The Chad News Archive

Chad's Deby Vows War on Corruption

AFP (8/8/11)

Idriss Deby Itno vowed to battle corruption as he was sworn in as president of Chad for a new five-year term on Monday, extending a rule which already stretches back more than two decades.

"There will be no pardon for people who misappropriate public funds," Deby said at a ceremony in the capital N'Djamena attended by 11 African heads of state.

"We will fight against those who corrupt and those who are corrupted. Anyone looking for an easy way to make money can stop."

Deby won nearly 84 percent of the vote in the April 25 elections, which were boycotted by the opposition. He has ruled Chad since 1990 although the opposition criticises his hold on power.

Among the leaders at the inauguration was Sudan's leader Omar al-Bashir, for whom the International Criminal Court issued an arrest warrant in 2009 on charges of genocide, war crimes and crimes against humanity.

The allegations arise from the conflict that broke out in Sudan's western region of Darfur in 2003 between non-Arab rebels and the Arab-dominated Khartoum regime and caused 300,000 deaths, according to UN estimates.

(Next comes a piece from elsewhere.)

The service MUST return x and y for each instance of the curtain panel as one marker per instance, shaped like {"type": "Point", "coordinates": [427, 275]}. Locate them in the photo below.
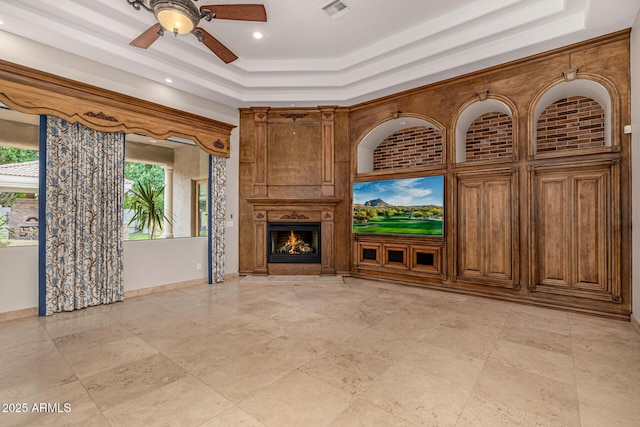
{"type": "Point", "coordinates": [82, 191]}
{"type": "Point", "coordinates": [217, 213]}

Chad and Sudan were at war for five years before the two nations embarked on a normalisation of relations in January 2010. Border controls are now in place and rebel leaders have been expelled from both countries.

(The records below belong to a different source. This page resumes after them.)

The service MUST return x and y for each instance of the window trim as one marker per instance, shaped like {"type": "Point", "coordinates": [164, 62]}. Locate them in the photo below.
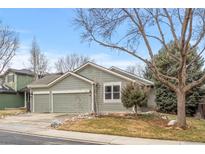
{"type": "Point", "coordinates": [111, 84]}
{"type": "Point", "coordinates": [13, 77]}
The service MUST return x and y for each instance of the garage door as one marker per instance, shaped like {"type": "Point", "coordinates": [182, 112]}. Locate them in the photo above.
{"type": "Point", "coordinates": [41, 103]}
{"type": "Point", "coordinates": [72, 103]}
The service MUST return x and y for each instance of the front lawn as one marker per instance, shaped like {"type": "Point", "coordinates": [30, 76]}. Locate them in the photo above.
{"type": "Point", "coordinates": [145, 126]}
{"type": "Point", "coordinates": [11, 112]}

Also at Deby's ceremony was Ivory Coast President Alassane Ouattara, who was himself sworn into power in May following a nearly five-month battle to dislodge strongman Laurent Gbagbo, who would not accept election defeat.

Deby is embarking on a fourth term after winning elections in 1996, 2001 and 2006. The opposition boycotted the April vote alleging that conditions in earlier parliamentary polls were unfairly in his party's favour.

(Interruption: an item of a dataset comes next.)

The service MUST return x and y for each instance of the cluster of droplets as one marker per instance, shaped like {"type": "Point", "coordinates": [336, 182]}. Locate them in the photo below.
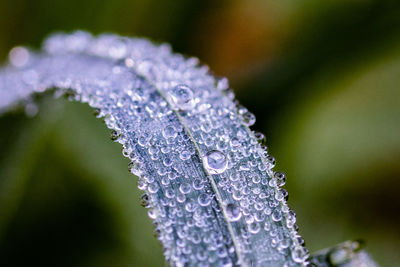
{"type": "Point", "coordinates": [209, 183]}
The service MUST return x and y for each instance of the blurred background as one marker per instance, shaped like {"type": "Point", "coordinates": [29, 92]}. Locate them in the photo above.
{"type": "Point", "coordinates": [322, 77]}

Deby's rule has been branded a "military-clan regime" by the France-based National Council for Change and Democracy, a coalition of Chadian opposition parties and rebel movements including that of insurgent leader General Mahamat Nouri.

"All the workers in the towns and cities see their working and living conditions degrading every day, despite demagogic announcements by those in power," said coordinator Annette Laokole.

Deby also promised at Monday's ceremony to develop agriculture in Chad, still one of the world's poorest countries despite growing oil exports and an abundance of uranium and gold.

"I will dedicate my first three years of this term to rural areas, because self-sufficiency in agriculture comes from rural development and we must become self-sufficient (concerning) food," he said.